WARNING: long and serious post about an old and tired debate over a videogame story

I like Edelgard to a degree but her whole plan makes absolutely no sense. She wants to overthrow the crest-based feudal system but allies with the nobility and a group of genocidal shapeshifters to attack the church and conquer the continent. Her entire power base is exactly the people she needs to eliminate in order to change things, so it makes zero sense how she could accomplish her goals. The game itself can’t even show or explain it, it just states in the epilogue to Crimson Flower that somehow everything worked out how Edelgard wanted. There is no material basis for Edelgard accomplishing those goals, besides the conquest of the continent.

It’s kind of funny because I feel like if Edelgard showed Rhea proof about the slithers they could actually work together quite well. Rhea would want to get rid of them too, and I don’t think she has much of an attachment to a feudal system based on the descendants of nobles who committed genocide against her people and consumed their blood to gain more power. Rhea and the church are certainly influential, but in the way that the pope was in medieval Europe, they have no direct control over anything outside the monastery and the church.
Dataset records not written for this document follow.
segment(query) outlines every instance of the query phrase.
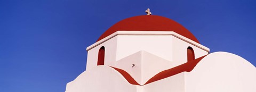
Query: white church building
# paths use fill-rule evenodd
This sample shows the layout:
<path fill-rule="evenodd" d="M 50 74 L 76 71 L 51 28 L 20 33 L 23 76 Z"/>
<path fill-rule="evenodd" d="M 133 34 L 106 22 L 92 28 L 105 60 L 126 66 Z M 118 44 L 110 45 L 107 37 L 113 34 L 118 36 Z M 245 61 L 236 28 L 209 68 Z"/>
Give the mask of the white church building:
<path fill-rule="evenodd" d="M 123 20 L 86 50 L 86 71 L 66 92 L 256 91 L 253 65 L 209 53 L 184 27 L 161 16 Z"/>

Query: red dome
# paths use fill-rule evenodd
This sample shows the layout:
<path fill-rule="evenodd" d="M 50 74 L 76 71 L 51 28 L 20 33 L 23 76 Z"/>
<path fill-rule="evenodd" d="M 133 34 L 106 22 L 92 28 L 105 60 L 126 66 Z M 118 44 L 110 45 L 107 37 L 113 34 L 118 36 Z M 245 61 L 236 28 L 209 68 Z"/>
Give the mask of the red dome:
<path fill-rule="evenodd" d="M 187 29 L 174 21 L 158 15 L 140 15 L 123 20 L 109 28 L 97 41 L 118 31 L 174 31 L 199 43 Z"/>

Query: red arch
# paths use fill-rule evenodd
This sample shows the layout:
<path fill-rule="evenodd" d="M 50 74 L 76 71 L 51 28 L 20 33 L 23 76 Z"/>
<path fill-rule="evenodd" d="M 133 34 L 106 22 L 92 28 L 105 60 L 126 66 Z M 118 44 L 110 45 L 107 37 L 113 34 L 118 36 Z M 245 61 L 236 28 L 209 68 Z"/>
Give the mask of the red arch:
<path fill-rule="evenodd" d="M 99 50 L 99 53 L 98 55 L 98 63 L 97 65 L 104 65 L 104 60 L 105 57 L 105 47 L 102 46 L 100 47 Z"/>
<path fill-rule="evenodd" d="M 191 47 L 188 47 L 187 50 L 187 56 L 188 62 L 195 60 L 195 53 L 193 48 Z"/>

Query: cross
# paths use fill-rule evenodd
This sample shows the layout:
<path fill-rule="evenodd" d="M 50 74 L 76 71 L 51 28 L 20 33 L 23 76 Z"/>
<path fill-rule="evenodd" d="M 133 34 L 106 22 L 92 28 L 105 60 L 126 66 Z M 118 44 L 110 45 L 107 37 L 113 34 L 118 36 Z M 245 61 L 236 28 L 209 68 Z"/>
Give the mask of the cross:
<path fill-rule="evenodd" d="M 150 12 L 150 10 L 149 9 L 148 9 L 147 10 L 146 10 L 146 13 L 147 13 L 147 15 L 151 15 L 152 13 Z"/>

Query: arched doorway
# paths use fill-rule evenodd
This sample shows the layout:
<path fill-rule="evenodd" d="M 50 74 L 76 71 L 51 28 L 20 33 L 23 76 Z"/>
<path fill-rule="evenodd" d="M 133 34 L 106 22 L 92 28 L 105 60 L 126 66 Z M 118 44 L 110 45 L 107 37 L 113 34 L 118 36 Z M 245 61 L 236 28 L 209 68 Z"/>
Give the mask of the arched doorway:
<path fill-rule="evenodd" d="M 98 55 L 98 63 L 97 65 L 104 65 L 104 59 L 105 57 L 105 47 L 102 46 L 100 47 L 99 50 L 99 54 Z"/>
<path fill-rule="evenodd" d="M 187 50 L 187 56 L 188 57 L 188 62 L 195 60 L 195 53 L 193 48 L 191 47 L 188 47 Z"/>

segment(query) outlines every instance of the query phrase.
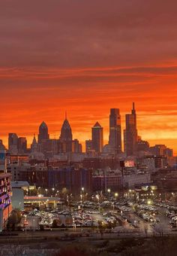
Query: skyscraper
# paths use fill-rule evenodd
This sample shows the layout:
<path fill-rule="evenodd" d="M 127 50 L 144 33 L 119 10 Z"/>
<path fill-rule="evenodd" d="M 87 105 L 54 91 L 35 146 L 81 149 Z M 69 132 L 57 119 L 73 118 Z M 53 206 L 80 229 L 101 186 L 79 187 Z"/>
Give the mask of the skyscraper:
<path fill-rule="evenodd" d="M 26 137 L 19 137 L 18 139 L 18 153 L 24 154 L 27 151 L 27 140 Z"/>
<path fill-rule="evenodd" d="M 37 143 L 37 141 L 36 141 L 35 134 L 34 134 L 32 144 L 31 145 L 31 151 L 32 151 L 32 152 L 38 151 L 38 143 Z"/>
<path fill-rule="evenodd" d="M 8 150 L 10 154 L 18 154 L 18 136 L 16 133 L 8 134 Z"/>
<path fill-rule="evenodd" d="M 39 126 L 38 143 L 41 143 L 44 140 L 49 139 L 48 127 L 45 122 L 42 122 Z"/>
<path fill-rule="evenodd" d="M 62 152 L 72 152 L 72 140 L 73 134 L 70 123 L 67 119 L 67 117 L 63 123 L 61 135 L 60 135 L 60 143 L 62 144 Z"/>
<path fill-rule="evenodd" d="M 100 153 L 104 146 L 104 128 L 97 122 L 92 129 L 92 149 Z"/>
<path fill-rule="evenodd" d="M 110 109 L 109 145 L 115 154 L 122 152 L 121 115 L 118 108 Z"/>
<path fill-rule="evenodd" d="M 134 102 L 131 114 L 125 115 L 126 129 L 124 131 L 124 151 L 127 156 L 135 154 L 137 142 L 136 114 Z"/>

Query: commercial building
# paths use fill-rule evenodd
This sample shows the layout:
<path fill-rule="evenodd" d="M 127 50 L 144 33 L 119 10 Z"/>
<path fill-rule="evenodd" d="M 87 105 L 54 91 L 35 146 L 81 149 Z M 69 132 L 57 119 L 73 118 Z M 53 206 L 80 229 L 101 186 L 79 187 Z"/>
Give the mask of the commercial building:
<path fill-rule="evenodd" d="M 97 153 L 102 152 L 104 146 L 104 128 L 97 122 L 92 129 L 92 149 Z"/>
<path fill-rule="evenodd" d="M 0 232 L 5 228 L 12 210 L 10 174 L 7 173 L 5 151 L 0 151 Z"/>
<path fill-rule="evenodd" d="M 39 126 L 38 143 L 40 144 L 44 140 L 49 139 L 48 126 L 45 122 L 42 122 Z"/>
<path fill-rule="evenodd" d="M 118 108 L 110 109 L 109 145 L 114 154 L 122 152 L 121 115 Z"/>
<path fill-rule="evenodd" d="M 59 152 L 72 152 L 73 134 L 67 117 L 63 123 L 59 138 Z"/>
<path fill-rule="evenodd" d="M 134 155 L 136 153 L 136 145 L 138 141 L 136 129 L 136 114 L 134 102 L 131 114 L 125 115 L 126 129 L 124 130 L 124 151 L 127 157 Z"/>

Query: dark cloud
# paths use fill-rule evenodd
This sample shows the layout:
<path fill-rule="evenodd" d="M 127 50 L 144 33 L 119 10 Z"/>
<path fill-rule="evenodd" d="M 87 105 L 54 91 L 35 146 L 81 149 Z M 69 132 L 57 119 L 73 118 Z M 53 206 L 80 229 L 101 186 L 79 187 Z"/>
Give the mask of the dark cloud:
<path fill-rule="evenodd" d="M 177 56 L 176 1 L 1 0 L 1 66 L 97 66 Z"/>

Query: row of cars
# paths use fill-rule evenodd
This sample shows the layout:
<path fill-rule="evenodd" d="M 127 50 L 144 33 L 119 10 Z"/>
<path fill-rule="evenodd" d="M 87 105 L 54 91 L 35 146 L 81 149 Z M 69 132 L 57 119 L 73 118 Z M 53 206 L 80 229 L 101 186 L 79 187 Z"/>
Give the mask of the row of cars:
<path fill-rule="evenodd" d="M 176 222 L 177 222 L 177 215 L 173 212 L 170 212 L 166 211 L 166 215 L 170 219 L 169 221 L 170 225 L 172 228 L 176 228 Z"/>
<path fill-rule="evenodd" d="M 162 207 L 162 208 L 166 208 L 169 211 L 174 211 L 177 212 L 177 206 L 172 205 L 172 203 L 156 203 L 157 206 Z"/>
<path fill-rule="evenodd" d="M 158 210 L 156 207 L 149 205 L 139 205 L 136 206 L 136 213 L 144 221 L 150 223 L 158 223 L 160 219 L 157 217 Z"/>
<path fill-rule="evenodd" d="M 101 224 L 112 224 L 116 221 L 113 216 L 96 211 L 76 211 L 72 212 L 74 225 L 76 227 L 98 227 Z"/>

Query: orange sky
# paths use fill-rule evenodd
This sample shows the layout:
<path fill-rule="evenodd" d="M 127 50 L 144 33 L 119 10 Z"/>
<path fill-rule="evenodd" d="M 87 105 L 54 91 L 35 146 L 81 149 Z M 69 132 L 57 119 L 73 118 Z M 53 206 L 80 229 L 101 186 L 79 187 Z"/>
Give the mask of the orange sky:
<path fill-rule="evenodd" d="M 1 2 L 1 0 L 0 0 Z M 43 8 L 41 8 L 41 5 Z M 8 0 L 1 2 L 0 138 L 44 120 L 58 138 L 64 112 L 74 138 L 110 108 L 136 102 L 139 134 L 177 154 L 177 2 Z"/>

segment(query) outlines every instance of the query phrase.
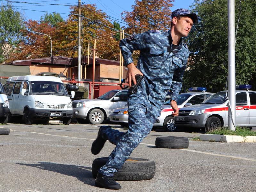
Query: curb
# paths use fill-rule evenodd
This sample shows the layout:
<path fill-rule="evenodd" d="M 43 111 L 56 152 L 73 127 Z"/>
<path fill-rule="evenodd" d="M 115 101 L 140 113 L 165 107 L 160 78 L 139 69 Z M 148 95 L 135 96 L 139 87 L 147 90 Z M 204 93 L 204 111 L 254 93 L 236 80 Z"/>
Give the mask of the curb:
<path fill-rule="evenodd" d="M 202 134 L 200 135 L 199 138 L 201 140 L 207 141 L 226 143 L 256 143 L 256 136 L 246 136 L 244 137 L 238 135 Z"/>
Edelgard’s rhetoric about “them” controlling the continent is just the Fódlan version of antisemitism

  • JoannaNewsom [he/him]
    hexagon
    ·
    2 years ago

    and also in this analogy the pope is actually jesus who’s been running the church for 1000 years and who could have maybe tried to make things better at some point in that timespan.

    While I agree in a sort of moral sense that Rhea ‘ought’ to have done more to improve the condition of society, that concept would make no sense to someone born in her time period.

    The idea of human ‘progress’ is an entirely modern conception, ancient peoples would never have and did not think that way, so I think judging her in that way is kind of pointless, even if it is true in a way.

    She did make things better in the only way that would make sense to someone in that society: promote a general peace and harmony in society, and work to prevent the types of destructive wars she had experienced.

    Given Rhea’s life experience her conception of history is probably a lot more like the ancient Greeks: she is living in a sort of fallen society that is inferior to the great heroic days of old. Not an exact fit, but probably closer to how she understands the course of history.

    • Cromalin [she/her]
      ·
      edit-2
      2 years ago

      sure, but i still feel totally comfortable judging her for it. if "that plan would not at all make sense to someone who was actually in her position" isn't a valid excuse for edelgard not thinking through every possibility for improving the world as a teenager with a shortened lifespan it's even less valid for an immortal dragon who's been maintaining the awful status quo for 1000 years

      edit: i'm on my phone rn, and i accidentally deleted my response to the other response, so I'll just sum it up here. the game developers put less thought into this stuff than we did. they didn't care about how exactly edelgard took out the nobility, just that she did. i'm of the opinion that setting up all these problems in fodlan and letting us solve them (even if they don't make total sense given our modern understandings of politics) is more narratively satisfying than not doing that, so i prefer edelgard's route.

      • JoannaNewsom [he/him]
        hexagon
        ·
        2 years ago

        I just found it too nonsensical to me to be enjoyable. I’d rather they just ignore that shit and focus more on the characters themselves (which I think were well done overall in three houses) than do a political/social story that is poorly thought out. I can’t get much satisfaction from it because it feels so unrealistic and not like a natural consequence of how the world and story are set up. I mean you have to have some suspension of disbelief for this stuff, but for me the idea that a medieval imperial princess would think the way Edelgard does at all is already stretching it. So I enjoyed the other routes more.

        • Cromalin [she/her]
          ·
          2 years ago

          that doesn't bug me for 2 reasons. 1) i don't think it's a stretch for someone to get locked in a torture dungeon for a while and come out with a view of the world kind of askew from the societal standards. 2) fire emblem is the kind of medieval fantasy where the characters mostly have modern sensibilities.

          not that you're wrong to have that be a barrier for your enjoyment or anything, i think this is the kind of thing where we just need to agree to disagree.